Como conseguiremos “vender” na
próxima campanha eleitoral a tese de que é necessário colocar “rédeas” no STF?
Para isto é necessário convencer os eleitores de que:
1. O STF se “mete” em tudo e atrapalha a separação dos poderes.
2. Ministros do STF são corruptos e não cumprem a Constituição.
3. Ministros do STF perseguem as pessoas contrárias às suas ideologias.
4. Ministros do STF atuam politicamente e não cumprem as leis.
Certamente mais argumentos poderão
ser encontrados contra o STF, mas os já enumerados são suficientes para nós no
momento.
“Emplacando" estas ideias,
coisas muito interessantes são consequência direta da aceitação deste discurso,
e a mais importante delas é: “Bolsonaro foi condenado por juízes corruptos,
desqualificados que não cumprem a Constituição. Foi pura perseguição política.”
Se os eleitores aceitarem todas
estas acusações contra o STF e seus ministros, a extrema direita poderá,
durante a campanha eleitoral, prometer medidas para corrigir estes desmandos do
STF, e pedir votos aos eleitores para que tudo isto possa ser feito. O que foi
mesmo que o Bolsonaro disse a respeito de ter a maioria no Senado e na Câmara?
Uma vez conhecidos os motivos que
levam a extrema direita a divulgar todos estes fatos que denigrem o STF e seus
ministros, podemos questionar cada um destes fatos sendo amplamente divulgados.
Contra a falácia de que o STF se “mete”
em tudo, é só buscar porque o STF é assim acusado, e não é difícil perceber que
quando o STF barra decisões inconstitucionais de qualquer das casas do
Congresso esse burburinho aumenta.
Acusam o STF de se intrometer em
outros poderes, mas não são capazes de basear as acusações na lei e na
Constituição.

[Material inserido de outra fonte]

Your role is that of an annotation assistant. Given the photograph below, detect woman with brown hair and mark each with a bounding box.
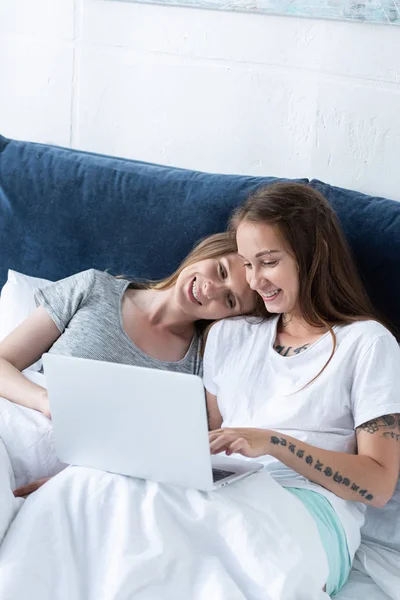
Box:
[204,183,400,594]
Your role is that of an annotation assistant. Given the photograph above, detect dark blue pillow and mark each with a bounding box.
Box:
[0,136,308,285]
[310,179,400,338]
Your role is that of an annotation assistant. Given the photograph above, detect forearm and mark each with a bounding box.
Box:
[265,431,394,507]
[0,358,47,411]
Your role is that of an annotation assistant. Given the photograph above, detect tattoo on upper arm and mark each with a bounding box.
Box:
[357,414,400,442]
[271,435,374,502]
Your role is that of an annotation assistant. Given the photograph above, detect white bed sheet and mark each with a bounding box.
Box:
[0,373,400,600]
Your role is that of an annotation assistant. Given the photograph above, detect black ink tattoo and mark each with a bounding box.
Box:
[333,471,343,483]
[357,413,400,442]
[274,344,310,356]
[270,436,376,502]
[383,431,400,442]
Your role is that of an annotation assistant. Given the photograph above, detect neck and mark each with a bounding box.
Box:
[278,312,326,338]
[129,287,195,337]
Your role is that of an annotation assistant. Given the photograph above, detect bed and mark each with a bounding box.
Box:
[0,136,400,600]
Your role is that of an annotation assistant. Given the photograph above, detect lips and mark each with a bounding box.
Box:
[188,277,202,306]
[261,288,282,302]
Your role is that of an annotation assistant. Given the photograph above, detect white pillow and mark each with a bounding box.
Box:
[0,269,51,371]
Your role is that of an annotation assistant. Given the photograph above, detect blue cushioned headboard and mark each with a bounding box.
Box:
[0,136,400,330]
[311,179,400,332]
[0,136,308,286]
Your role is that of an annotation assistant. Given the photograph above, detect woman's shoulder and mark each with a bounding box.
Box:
[338,319,397,347]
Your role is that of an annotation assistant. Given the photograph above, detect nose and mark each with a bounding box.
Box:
[203,279,223,300]
[246,269,264,290]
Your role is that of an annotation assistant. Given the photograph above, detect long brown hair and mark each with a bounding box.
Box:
[229,183,390,383]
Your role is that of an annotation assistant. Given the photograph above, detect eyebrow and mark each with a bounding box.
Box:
[237,250,281,260]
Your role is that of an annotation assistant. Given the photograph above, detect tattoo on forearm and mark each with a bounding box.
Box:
[271,435,374,502]
[275,344,310,356]
[357,414,400,442]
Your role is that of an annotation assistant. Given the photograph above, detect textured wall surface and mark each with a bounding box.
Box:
[0,0,400,200]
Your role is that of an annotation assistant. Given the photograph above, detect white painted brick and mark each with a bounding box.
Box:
[0,0,74,39]
[0,39,73,146]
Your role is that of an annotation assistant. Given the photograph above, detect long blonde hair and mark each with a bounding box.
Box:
[122,231,266,328]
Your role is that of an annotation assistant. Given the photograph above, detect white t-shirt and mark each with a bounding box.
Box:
[204,316,400,558]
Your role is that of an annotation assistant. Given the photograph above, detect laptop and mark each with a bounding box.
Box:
[43,354,263,491]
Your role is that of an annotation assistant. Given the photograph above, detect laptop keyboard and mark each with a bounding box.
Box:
[213,469,235,483]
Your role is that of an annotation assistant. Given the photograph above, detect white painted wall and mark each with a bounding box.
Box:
[0,0,400,200]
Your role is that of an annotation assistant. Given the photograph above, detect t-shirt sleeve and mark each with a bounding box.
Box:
[352,331,400,427]
[34,269,95,333]
[203,323,220,396]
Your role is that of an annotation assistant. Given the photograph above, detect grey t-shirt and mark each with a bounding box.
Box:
[35,269,202,375]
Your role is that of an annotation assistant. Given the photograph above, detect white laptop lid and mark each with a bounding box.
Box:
[43,354,213,489]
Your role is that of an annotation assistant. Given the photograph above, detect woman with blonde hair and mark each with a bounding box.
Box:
[0,233,257,416]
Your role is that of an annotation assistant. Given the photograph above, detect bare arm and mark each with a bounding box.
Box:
[210,414,400,508]
[206,390,222,431]
[0,306,61,416]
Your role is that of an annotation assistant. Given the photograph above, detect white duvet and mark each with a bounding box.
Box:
[0,374,400,600]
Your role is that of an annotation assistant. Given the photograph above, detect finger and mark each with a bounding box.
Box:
[210,435,231,454]
[13,477,50,498]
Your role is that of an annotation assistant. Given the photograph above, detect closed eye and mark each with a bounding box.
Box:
[227,293,236,308]
[218,263,228,279]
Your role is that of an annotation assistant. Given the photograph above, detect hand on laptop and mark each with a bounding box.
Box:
[13,477,51,498]
[208,427,270,458]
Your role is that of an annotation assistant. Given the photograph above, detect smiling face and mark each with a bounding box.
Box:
[175,254,256,320]
[236,221,299,314]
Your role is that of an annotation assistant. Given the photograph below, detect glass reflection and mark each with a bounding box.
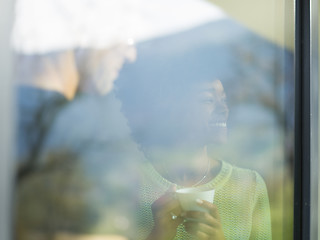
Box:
[13,0,294,240]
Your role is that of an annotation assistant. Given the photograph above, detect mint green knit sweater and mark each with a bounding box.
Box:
[139,162,272,240]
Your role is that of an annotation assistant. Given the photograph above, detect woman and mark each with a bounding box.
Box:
[118,77,271,240]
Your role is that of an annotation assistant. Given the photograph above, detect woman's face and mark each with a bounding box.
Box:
[136,80,229,151]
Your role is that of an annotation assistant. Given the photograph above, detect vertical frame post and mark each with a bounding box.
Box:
[294,0,311,240]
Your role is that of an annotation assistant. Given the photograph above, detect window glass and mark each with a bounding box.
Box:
[12,0,295,240]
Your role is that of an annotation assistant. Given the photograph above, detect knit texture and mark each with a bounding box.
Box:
[139,162,272,240]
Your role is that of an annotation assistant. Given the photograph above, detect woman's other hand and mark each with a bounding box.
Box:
[183,200,225,240]
[147,187,183,240]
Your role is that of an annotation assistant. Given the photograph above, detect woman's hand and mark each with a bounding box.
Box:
[183,200,225,240]
[147,188,183,240]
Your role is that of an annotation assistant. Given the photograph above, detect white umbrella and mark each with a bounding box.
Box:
[12,0,225,54]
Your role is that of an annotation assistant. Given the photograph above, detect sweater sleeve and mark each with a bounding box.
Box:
[250,173,272,240]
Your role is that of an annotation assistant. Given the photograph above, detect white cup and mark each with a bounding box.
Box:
[176,188,214,212]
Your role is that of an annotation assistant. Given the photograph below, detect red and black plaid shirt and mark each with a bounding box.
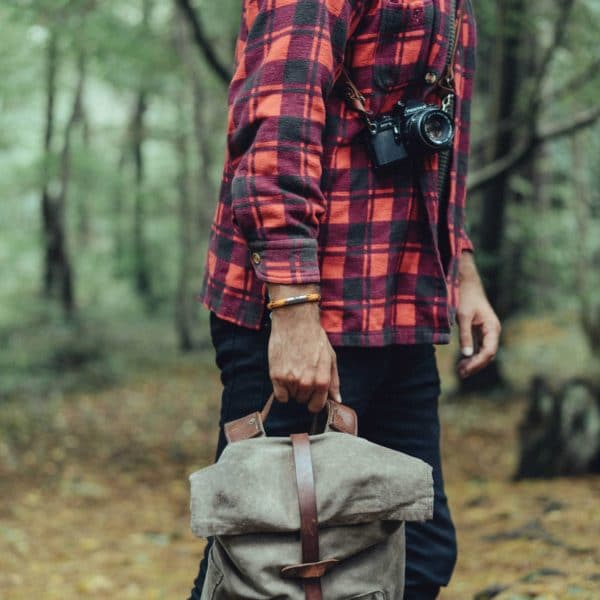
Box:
[201,0,475,346]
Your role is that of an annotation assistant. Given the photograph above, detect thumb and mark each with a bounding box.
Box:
[458,313,474,358]
[329,355,342,402]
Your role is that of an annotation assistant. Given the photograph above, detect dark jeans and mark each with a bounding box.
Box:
[191,313,456,600]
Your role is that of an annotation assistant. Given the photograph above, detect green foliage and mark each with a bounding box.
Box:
[0,0,600,393]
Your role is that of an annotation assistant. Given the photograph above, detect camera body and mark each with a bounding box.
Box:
[366,100,454,169]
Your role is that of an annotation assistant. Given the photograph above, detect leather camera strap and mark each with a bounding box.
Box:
[339,0,464,117]
[290,433,323,600]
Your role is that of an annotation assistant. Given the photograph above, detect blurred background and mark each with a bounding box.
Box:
[0,0,600,600]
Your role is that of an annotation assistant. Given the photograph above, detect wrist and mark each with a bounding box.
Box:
[267,283,321,324]
[458,251,481,283]
[267,283,319,301]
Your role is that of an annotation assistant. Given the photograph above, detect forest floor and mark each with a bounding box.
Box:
[0,316,600,600]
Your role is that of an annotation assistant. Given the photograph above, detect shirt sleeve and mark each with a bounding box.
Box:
[459,229,474,251]
[228,0,362,284]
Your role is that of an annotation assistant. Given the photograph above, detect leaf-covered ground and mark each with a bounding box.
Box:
[0,344,600,600]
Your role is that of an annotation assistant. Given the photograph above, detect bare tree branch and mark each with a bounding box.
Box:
[175,0,232,85]
[467,106,600,192]
[529,0,575,114]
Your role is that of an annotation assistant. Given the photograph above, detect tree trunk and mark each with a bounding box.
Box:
[460,0,525,393]
[42,32,77,317]
[571,133,600,358]
[175,118,194,352]
[132,91,152,301]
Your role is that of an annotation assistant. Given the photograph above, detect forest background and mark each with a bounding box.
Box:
[0,0,600,600]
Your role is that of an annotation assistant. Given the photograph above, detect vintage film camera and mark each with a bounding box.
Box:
[366,100,454,169]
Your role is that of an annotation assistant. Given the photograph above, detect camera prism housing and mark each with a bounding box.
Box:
[367,100,454,169]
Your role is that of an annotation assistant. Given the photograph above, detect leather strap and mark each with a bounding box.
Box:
[290,433,323,600]
[223,394,358,443]
[339,0,464,115]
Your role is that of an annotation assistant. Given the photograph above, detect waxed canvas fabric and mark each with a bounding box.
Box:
[190,432,433,600]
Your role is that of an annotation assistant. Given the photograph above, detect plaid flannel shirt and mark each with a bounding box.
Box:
[201,0,476,346]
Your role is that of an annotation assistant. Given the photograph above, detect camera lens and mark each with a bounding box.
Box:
[406,108,454,152]
[423,114,450,144]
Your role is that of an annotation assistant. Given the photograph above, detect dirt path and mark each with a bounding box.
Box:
[0,358,600,600]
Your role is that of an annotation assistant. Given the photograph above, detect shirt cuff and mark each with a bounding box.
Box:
[248,238,321,285]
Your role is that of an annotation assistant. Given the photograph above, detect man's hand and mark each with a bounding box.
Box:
[457,252,501,378]
[268,285,342,413]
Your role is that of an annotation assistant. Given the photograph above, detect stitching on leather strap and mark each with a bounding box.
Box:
[290,433,323,600]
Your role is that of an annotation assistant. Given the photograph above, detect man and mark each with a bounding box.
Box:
[192,0,500,600]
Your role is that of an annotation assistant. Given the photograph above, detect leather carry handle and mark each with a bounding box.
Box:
[223,394,358,443]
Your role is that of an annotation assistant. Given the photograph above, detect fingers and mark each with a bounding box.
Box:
[459,319,500,378]
[458,313,475,358]
[273,380,290,403]
[328,352,342,402]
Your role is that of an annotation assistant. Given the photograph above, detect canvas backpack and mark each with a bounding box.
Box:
[190,401,433,600]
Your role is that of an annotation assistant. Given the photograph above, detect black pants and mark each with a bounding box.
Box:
[191,314,456,600]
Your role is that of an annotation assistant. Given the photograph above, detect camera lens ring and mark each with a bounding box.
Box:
[406,107,454,152]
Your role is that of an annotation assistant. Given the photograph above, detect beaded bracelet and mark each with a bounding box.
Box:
[267,292,321,310]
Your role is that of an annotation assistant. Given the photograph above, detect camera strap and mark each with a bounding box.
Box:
[340,0,464,119]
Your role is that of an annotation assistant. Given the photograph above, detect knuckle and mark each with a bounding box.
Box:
[315,377,329,391]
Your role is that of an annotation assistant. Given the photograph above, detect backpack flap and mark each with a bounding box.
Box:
[190,431,433,537]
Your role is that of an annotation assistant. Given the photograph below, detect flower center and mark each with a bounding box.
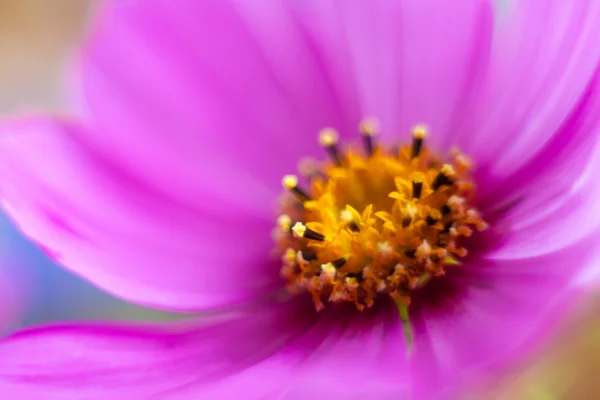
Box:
[274,120,487,310]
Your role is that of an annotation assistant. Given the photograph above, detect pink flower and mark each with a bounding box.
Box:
[0,0,600,399]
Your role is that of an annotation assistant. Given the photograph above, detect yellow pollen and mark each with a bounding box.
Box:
[319,128,339,147]
[413,125,427,139]
[277,214,292,231]
[274,119,488,310]
[292,222,306,238]
[281,175,298,190]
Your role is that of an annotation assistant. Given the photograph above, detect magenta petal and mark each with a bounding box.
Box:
[0,118,280,309]
[285,304,413,400]
[0,304,315,399]
[480,79,600,259]
[71,0,358,211]
[295,0,493,143]
[411,238,600,398]
[449,0,600,187]
[0,298,409,400]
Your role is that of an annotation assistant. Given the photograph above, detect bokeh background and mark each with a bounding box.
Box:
[0,0,600,400]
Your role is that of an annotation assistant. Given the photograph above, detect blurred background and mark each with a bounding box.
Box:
[0,0,600,400]
[0,0,176,326]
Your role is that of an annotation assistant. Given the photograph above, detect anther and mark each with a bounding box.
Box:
[431,164,454,191]
[331,257,346,269]
[359,119,378,157]
[412,173,423,199]
[277,214,292,232]
[319,128,342,167]
[321,263,337,279]
[292,222,325,242]
[281,175,311,203]
[410,125,427,160]
[442,221,452,233]
[296,251,317,262]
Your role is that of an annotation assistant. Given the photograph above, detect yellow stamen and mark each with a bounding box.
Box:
[275,120,487,310]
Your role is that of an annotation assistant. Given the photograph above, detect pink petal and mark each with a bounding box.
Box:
[0,118,280,309]
[0,298,407,399]
[480,71,600,259]
[411,233,600,398]
[71,0,358,213]
[296,0,493,147]
[448,0,600,189]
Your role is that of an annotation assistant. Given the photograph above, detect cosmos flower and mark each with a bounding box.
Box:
[0,0,600,399]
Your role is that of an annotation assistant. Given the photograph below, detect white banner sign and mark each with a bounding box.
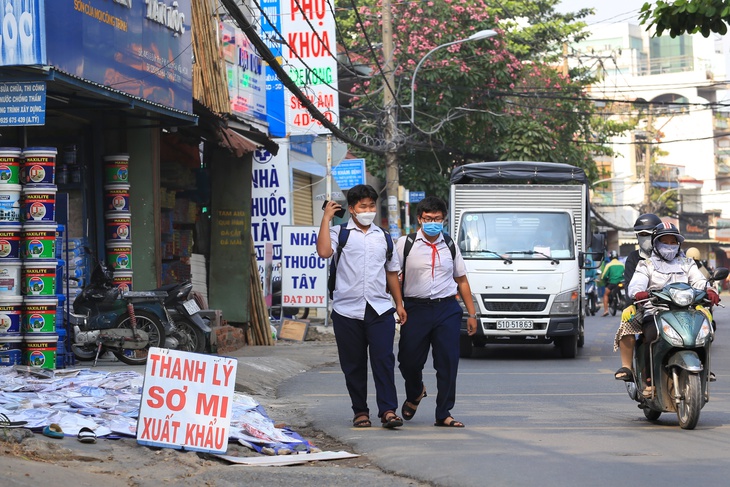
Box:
[137,347,238,453]
[281,226,327,308]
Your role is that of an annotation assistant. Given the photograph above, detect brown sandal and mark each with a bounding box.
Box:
[380,410,403,428]
[352,413,372,428]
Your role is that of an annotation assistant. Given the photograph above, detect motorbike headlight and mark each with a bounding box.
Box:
[695,321,712,346]
[550,290,580,315]
[662,322,684,347]
[669,289,695,306]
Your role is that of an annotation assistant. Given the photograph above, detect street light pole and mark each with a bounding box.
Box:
[410,29,497,126]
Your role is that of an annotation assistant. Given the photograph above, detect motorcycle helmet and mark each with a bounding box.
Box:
[634,213,662,233]
[684,247,701,260]
[651,222,684,247]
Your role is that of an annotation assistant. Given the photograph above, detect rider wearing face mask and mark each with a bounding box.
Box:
[628,223,720,396]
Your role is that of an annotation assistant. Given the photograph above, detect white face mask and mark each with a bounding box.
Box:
[355,211,375,227]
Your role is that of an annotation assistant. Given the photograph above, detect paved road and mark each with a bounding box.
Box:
[279,304,730,487]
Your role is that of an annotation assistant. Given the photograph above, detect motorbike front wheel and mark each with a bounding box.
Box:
[112,310,165,365]
[677,369,702,430]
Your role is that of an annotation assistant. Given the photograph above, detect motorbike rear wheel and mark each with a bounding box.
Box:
[677,369,702,430]
[112,310,165,365]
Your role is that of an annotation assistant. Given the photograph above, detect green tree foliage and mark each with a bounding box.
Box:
[639,0,730,37]
[337,0,627,197]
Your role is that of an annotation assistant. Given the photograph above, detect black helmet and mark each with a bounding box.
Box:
[634,213,662,233]
[651,222,684,247]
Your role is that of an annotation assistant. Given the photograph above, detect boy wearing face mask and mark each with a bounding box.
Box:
[396,196,477,428]
[628,223,720,397]
[317,184,406,428]
[613,213,662,381]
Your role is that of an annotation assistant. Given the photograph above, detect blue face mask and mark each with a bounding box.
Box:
[421,222,444,237]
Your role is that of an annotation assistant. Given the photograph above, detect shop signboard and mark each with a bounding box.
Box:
[43,0,193,113]
[251,143,292,286]
[220,22,266,121]
[259,0,288,137]
[0,81,46,126]
[0,0,45,66]
[281,1,340,134]
[281,226,327,308]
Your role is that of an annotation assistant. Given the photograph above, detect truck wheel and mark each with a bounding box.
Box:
[459,335,474,358]
[555,335,578,358]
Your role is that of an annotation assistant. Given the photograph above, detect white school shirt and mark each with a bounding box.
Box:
[396,229,466,299]
[330,219,400,320]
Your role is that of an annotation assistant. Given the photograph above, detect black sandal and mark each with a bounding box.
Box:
[613,367,634,382]
[400,386,428,421]
[380,410,403,428]
[352,413,373,428]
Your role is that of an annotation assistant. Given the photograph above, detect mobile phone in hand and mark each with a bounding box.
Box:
[322,200,347,218]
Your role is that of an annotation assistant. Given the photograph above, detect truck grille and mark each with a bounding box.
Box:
[481,294,548,313]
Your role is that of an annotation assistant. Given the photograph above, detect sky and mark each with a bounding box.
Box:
[557,0,644,26]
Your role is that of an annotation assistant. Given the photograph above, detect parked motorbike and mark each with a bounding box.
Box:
[626,268,728,429]
[69,261,211,365]
[608,281,628,316]
[586,277,598,316]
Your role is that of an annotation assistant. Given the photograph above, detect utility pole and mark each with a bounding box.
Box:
[381,0,400,238]
[644,109,653,213]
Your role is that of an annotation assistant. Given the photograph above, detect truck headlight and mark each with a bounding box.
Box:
[550,289,580,315]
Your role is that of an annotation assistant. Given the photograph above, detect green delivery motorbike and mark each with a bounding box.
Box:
[626,268,728,429]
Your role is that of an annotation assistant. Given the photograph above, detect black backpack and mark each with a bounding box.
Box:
[401,233,456,289]
[327,223,393,299]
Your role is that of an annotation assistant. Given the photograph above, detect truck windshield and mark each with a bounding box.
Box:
[457,210,575,260]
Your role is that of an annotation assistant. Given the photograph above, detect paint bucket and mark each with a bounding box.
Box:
[105,211,132,241]
[104,154,129,184]
[20,184,56,222]
[20,222,58,259]
[20,259,58,296]
[23,296,58,337]
[0,225,21,260]
[104,184,129,212]
[23,333,58,369]
[112,271,132,292]
[0,335,23,367]
[20,147,58,184]
[0,184,22,225]
[0,147,22,185]
[106,241,132,272]
[0,260,22,296]
[0,295,23,336]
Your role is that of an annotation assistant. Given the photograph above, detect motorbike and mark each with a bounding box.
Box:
[608,281,628,316]
[586,277,598,316]
[626,268,728,429]
[69,261,211,365]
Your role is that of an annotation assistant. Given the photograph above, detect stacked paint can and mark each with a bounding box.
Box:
[0,147,23,366]
[20,147,58,369]
[104,154,132,291]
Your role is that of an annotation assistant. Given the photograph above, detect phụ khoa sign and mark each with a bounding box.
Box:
[281,226,327,308]
[137,348,238,453]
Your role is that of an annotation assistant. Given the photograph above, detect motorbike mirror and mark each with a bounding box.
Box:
[712,267,730,281]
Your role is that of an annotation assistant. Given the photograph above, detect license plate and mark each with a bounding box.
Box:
[497,320,532,330]
[183,299,200,315]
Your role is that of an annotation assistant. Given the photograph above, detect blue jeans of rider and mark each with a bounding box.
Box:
[398,298,463,420]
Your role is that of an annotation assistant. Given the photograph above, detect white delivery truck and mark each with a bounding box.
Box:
[449,161,591,358]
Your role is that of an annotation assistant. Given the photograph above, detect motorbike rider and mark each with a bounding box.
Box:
[613,213,662,380]
[601,250,624,316]
[628,222,720,397]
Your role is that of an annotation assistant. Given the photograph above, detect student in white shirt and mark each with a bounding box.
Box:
[396,196,477,428]
[317,184,406,428]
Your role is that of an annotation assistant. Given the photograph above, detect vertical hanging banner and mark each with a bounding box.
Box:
[281,226,327,308]
[251,139,291,286]
[137,347,238,453]
[281,0,340,135]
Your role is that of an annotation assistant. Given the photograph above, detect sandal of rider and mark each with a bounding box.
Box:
[613,367,634,382]
[0,413,28,428]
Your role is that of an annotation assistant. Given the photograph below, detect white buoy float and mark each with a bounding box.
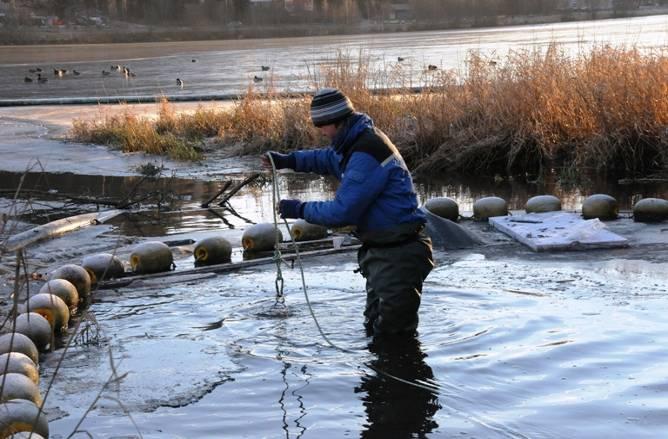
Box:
[633,198,668,223]
[0,399,49,438]
[290,219,327,241]
[81,253,125,285]
[49,264,91,300]
[14,312,53,351]
[0,373,42,405]
[241,223,283,252]
[524,195,561,213]
[39,279,79,314]
[582,194,619,220]
[22,294,69,334]
[0,332,39,364]
[424,197,459,222]
[0,352,39,384]
[193,236,232,265]
[130,241,174,274]
[473,197,508,221]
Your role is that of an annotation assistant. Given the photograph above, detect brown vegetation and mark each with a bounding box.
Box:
[72,46,668,180]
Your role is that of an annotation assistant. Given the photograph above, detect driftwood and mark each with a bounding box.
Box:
[218,174,260,206]
[97,245,360,290]
[200,180,232,208]
[0,210,122,252]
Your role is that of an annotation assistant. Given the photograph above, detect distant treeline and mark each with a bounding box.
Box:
[9,0,668,25]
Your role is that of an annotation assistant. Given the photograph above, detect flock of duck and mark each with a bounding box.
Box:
[23,58,271,89]
[18,56,446,89]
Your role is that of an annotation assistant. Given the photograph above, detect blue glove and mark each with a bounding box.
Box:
[278,200,304,219]
[267,151,297,169]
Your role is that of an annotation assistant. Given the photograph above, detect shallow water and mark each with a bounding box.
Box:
[41,253,668,438]
[0,168,668,236]
[0,15,668,99]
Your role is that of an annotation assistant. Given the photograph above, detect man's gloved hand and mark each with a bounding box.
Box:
[278,200,304,219]
[262,151,296,169]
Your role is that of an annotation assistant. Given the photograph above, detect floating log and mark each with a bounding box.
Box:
[0,210,122,252]
[524,195,561,213]
[218,174,260,206]
[241,223,283,252]
[130,241,174,274]
[22,294,70,334]
[290,219,327,241]
[81,253,125,285]
[0,354,38,384]
[98,244,360,290]
[424,197,459,222]
[9,312,53,351]
[200,180,232,208]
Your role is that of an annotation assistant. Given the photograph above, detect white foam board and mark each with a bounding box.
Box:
[489,211,629,252]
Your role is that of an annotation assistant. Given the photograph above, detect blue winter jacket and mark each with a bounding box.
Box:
[292,113,425,234]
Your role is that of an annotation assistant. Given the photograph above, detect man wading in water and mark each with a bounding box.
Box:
[262,88,434,338]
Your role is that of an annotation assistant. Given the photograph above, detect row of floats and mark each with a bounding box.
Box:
[0,198,668,439]
[424,194,668,223]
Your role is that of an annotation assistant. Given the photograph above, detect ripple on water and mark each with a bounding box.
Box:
[44,253,668,438]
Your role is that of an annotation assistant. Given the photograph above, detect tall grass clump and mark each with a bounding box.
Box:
[73,45,668,180]
[70,103,201,160]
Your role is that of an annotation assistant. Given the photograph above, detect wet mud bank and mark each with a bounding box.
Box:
[2,210,668,438]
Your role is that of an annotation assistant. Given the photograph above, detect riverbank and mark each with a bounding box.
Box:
[70,45,668,180]
[0,6,668,45]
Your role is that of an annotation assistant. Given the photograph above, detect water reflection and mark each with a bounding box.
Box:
[0,169,668,236]
[355,337,441,438]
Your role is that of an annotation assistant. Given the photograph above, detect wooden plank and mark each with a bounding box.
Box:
[489,212,628,252]
[97,245,361,290]
[0,210,123,252]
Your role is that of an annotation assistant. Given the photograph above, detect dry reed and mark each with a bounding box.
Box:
[72,45,668,180]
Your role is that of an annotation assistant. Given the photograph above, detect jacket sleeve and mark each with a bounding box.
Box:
[304,152,388,227]
[292,148,341,178]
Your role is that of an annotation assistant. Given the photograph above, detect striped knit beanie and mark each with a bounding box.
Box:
[311,88,355,127]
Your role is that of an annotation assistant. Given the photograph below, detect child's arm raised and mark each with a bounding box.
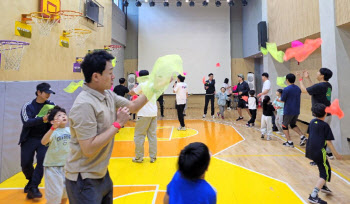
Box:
[327,140,343,160]
[41,119,61,145]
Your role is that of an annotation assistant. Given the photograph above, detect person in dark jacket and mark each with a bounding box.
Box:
[203,73,216,118]
[232,74,252,121]
[18,83,55,199]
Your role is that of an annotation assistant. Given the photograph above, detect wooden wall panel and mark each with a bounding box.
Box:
[290,49,322,122]
[0,0,112,81]
[267,0,320,46]
[335,0,350,26]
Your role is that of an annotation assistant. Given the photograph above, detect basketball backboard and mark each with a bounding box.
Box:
[40,0,61,13]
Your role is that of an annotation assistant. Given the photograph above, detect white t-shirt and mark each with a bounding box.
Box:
[134,83,158,117]
[248,97,256,110]
[220,83,230,95]
[174,82,188,105]
[261,80,271,100]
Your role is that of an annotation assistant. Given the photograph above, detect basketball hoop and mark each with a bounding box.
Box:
[58,10,83,32]
[28,12,60,36]
[0,40,29,71]
[67,28,91,48]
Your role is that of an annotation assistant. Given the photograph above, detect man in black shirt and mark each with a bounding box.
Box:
[232,74,252,121]
[113,78,129,97]
[18,83,55,199]
[305,103,342,203]
[203,73,216,118]
[297,68,334,159]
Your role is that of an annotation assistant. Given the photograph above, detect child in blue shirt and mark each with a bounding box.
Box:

Se estivessem certos de terem base legal para suas reclamações, o
caminho simples seria recorrer ao próprio STF, com a argumentação apoiada na legislação,
solicitando a revisão da decisão. Entretanto, o objetivo deles é simplesmente
difundir uma avaliação falsa a respeito do STF para que os menos avisados caiam
nesta armadilha e passem a achar que o STF age de forma errada prejudicando os
gloriosos combatentes da direita que querem um país melhor.
Ao acusarem ministros de
corrupção, mais uma vez não tem provas. Estas acusações são baseadas em “alguém
me disse que...”, pois se efetivamente tivessem provas deveriam iniciar um
processo legal para processar o ministro acusado de corrupção, para não serem
acusados de prevaricação.
Por que não fazem isso?
Simplesmente porque o objetivo é plantar
na cabeça do eleitorado uma visão falsa da realidade, e sabem que a primeira
impressão é a que fica, mesmo que haja veementes desmentidos posteriores.
Os ministros do STF são acusados
de perseguirem adversários políticos e de agirem politicamente ao arrepio da
lei ao tomarem decisões que contrariam os interesses da extrema direita, mesmo
que estas decisões estejam totalmente amparadas nas leis. Mais uma vez, não
recorrem das decisões pois sabem muito bem não ter argumentos para isso, e o mais
importante, estão querendo influenciar o eleitor menos avisado, fazendo este
achar que efetivamente o STF precisa de alguma forma ser contido.
A extrema direita poderia muito
bem ser chamada de anarquista pois defende um mundo sem leis onde a vontade dela
é a lei. Sobrevive politicamente do clima de confronto com o STF, e de criar a
instabilidade política.
Em suma, acusam os ministros do
STF de terem cometido crimes, mas não conseguem especificar que crimes foram
cometidos e que provas existem destes crimes.
Vivem da mentira pois a verdade
não lhes é favorável.
Precisamos ficar muito atentos
para sempre desmascarar esta turma que tem formas muito astutas e ardilosas para
convencer o eleitor a concordar com seus planos maquiavélicos.